There are Decembers when I rack my brain over this list, straining to come up with the five, eight or perhaps 10 destinations that stand out for next year’s Jewish travelers. But not this year.
In 2019, Jewish and mainstream travel trends converge, suggesting novel ways to see familiar places. The following are all destinations that reward the adventurous and the culturally curious — and they all make terrific vacations, too.
The Catskills. If all your weekending neighbors haven’t convinced you, maybe Mrs. Maisel will. When the title character of Amazon’s “The Marvelous Mrs. Maisel” decamped upstate for the summer, the Jewish resort scene was at its 1950s zenith; after a decades-long lull, the Catskills are very much back in fashion.
The Borscht Belt is no more, but a new breed of quietly luxurious lodgings and farm-to-table eateries is flourishing. Many emphasize a woodsy aesthetic, combining roughhewn interiors with artisan touches — like the DeBruce, which offers a nine-course tasting menu. Others deliberately reference the region’s midcentury tropes: Kate’s Lazy Meadow, owned by a member of the B-52s, offers “glamping” in Airstream trailers; the Spruceton Inn converted motel rooms into luxurious, Wi-Fi-free bungalows, with fire pits and a bar on-site.
And while the Maisels expected evening shows, today’s lower-key resorts specialize in the amenities preferred by modern Jewish families: hiking trails, bicycles, and the craft cocktails they left behind in Brooklyn, served with a nature view.
Normandy, France. Enchanting cobblestone villages, spectacular white stone cliffs, medieval cities with vibrant Jewish communities: Did it really take the 75th anniversary of D-Day for Americans to rediscover Normandy?
From Paris, the Norman capital of Rouen is a two-hour train ride away, worth the trip to see Monet’s favorite cathedral and the recently discovered 12th-century yeshiva that may be France’s oldest Jewish artifact. Myriad events commemorating the historic Allied invasion — from fireworks and concerts to a parachute reenactment — make 2019 an unforgettable year to relive history on the beaches of Omaha and Utah. More details are in this winter’s Jewish Journeys magazine (in the Jan. 14 issue).

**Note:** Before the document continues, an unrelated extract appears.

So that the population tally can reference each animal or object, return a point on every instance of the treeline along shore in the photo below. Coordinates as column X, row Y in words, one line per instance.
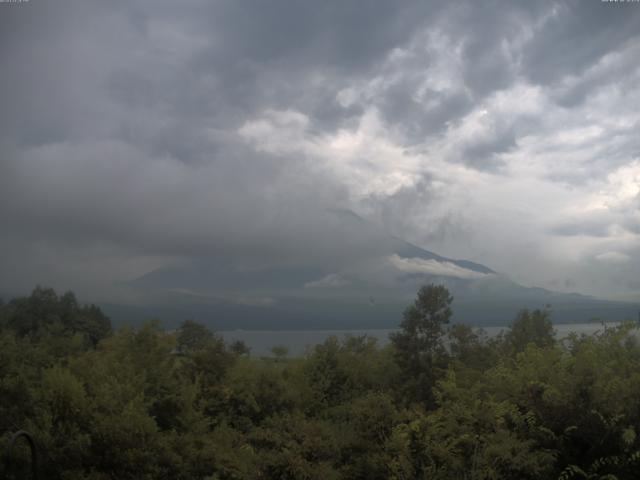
column 439, row 401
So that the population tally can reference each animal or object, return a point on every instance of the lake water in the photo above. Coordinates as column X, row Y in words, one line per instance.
column 297, row 341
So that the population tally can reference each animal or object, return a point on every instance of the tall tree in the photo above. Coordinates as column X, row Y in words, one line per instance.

Puerto Rico. Dozens of the world’s best beaches, reliably great winter weather, and one of the most vibrant (and growing) Jewish communities in the Caribbean are all a quick, nonstop flight away, no passport needed, in Puerto Rico.
Notable openings and re-openings include the lavishly renovated Dorado Beach near San Juan; the Serafina Beach Hotel in Condado, a boutique property that was the first new post-storm resort to open last spring; and the Candelero Beach resort in Humacao, launching this month as the island’s new all-inclusive resort.

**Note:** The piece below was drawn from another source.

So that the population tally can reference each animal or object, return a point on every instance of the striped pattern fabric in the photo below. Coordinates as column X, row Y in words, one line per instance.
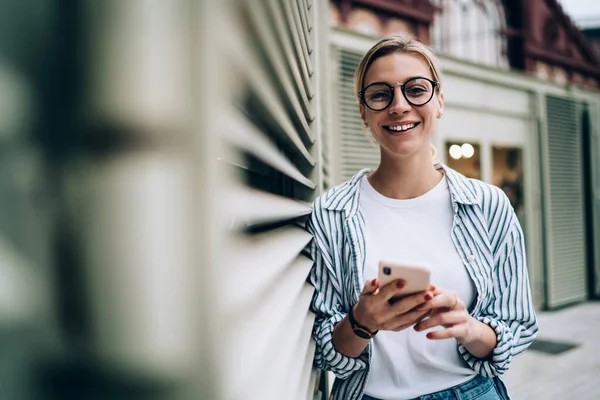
column 489, row 240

Hotels guarantee you’ll have not only electricity and water, but also Wi-Fi. So put aside your post-hurricane worries and just book the flight: Puerto Ricans badly need your tourism dollars, and let’s face it, you could use a vacation.
The synagogues of Austro-Hungary. Most of what we read about Hungary 2018 concerned politics — the “illiberal democracy” of President Victor Orban and his public feud with George Soros.

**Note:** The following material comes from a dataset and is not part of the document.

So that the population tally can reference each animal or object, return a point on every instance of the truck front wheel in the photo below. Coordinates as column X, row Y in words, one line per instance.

But as I traveled Magyar lands last summer, what stood out was how may Jewish landmarks had either been recently renovated or were undergoing restoration. Some of the world’s most beautiful and aesthetically distinctive synagogues lie in historically Hungarian lands — including the adjoining Vojvodina region of Serbia, home to Subotica’s spectacularly restored Art Nouveau synagogue, and the Transylvania region of Romania, where a new Jewish museum was unveiled as part of the renovation of Oradea’s Teleki Synagogue.
Jewish families can appreciate the spruced-up landmarks not only for their historic and aesthetic value, but also for how substantially the government and Jewish communities are investing in Hungary’s rich Jewish culture.
Plovdiv, Bulgaria. Whenever I’m asked for Bulgaria travel advice, I tell people: Go to Plovdiv. Where else, after all, can you see an intact, Greek-era amphitheater alongside a cobblestoned, 19th-century historic district lined with Nationalist Revival-style buildings — and the only Ottoman-style Bulgarian synagogue outside Sofia, the capital?
In this ancient, deeply rural part of the Balkans, historic infrastructure mostly succumbed to imperial plunder and prolonged neglect. But Plovdiv has been a strategic stop on the ancient spice route for millennia, so its treasures survived. (As did its cuisine: The best latkes I’ve ever had are Sephardic spinach kyufte.)
Now the city is finally getting the attention it deserves, as a 2019 European Capital of Culture. All year long, visitors will find exhibitions, concerts, festivals … and friendly locals eager to share their little-known gem of the Balkans.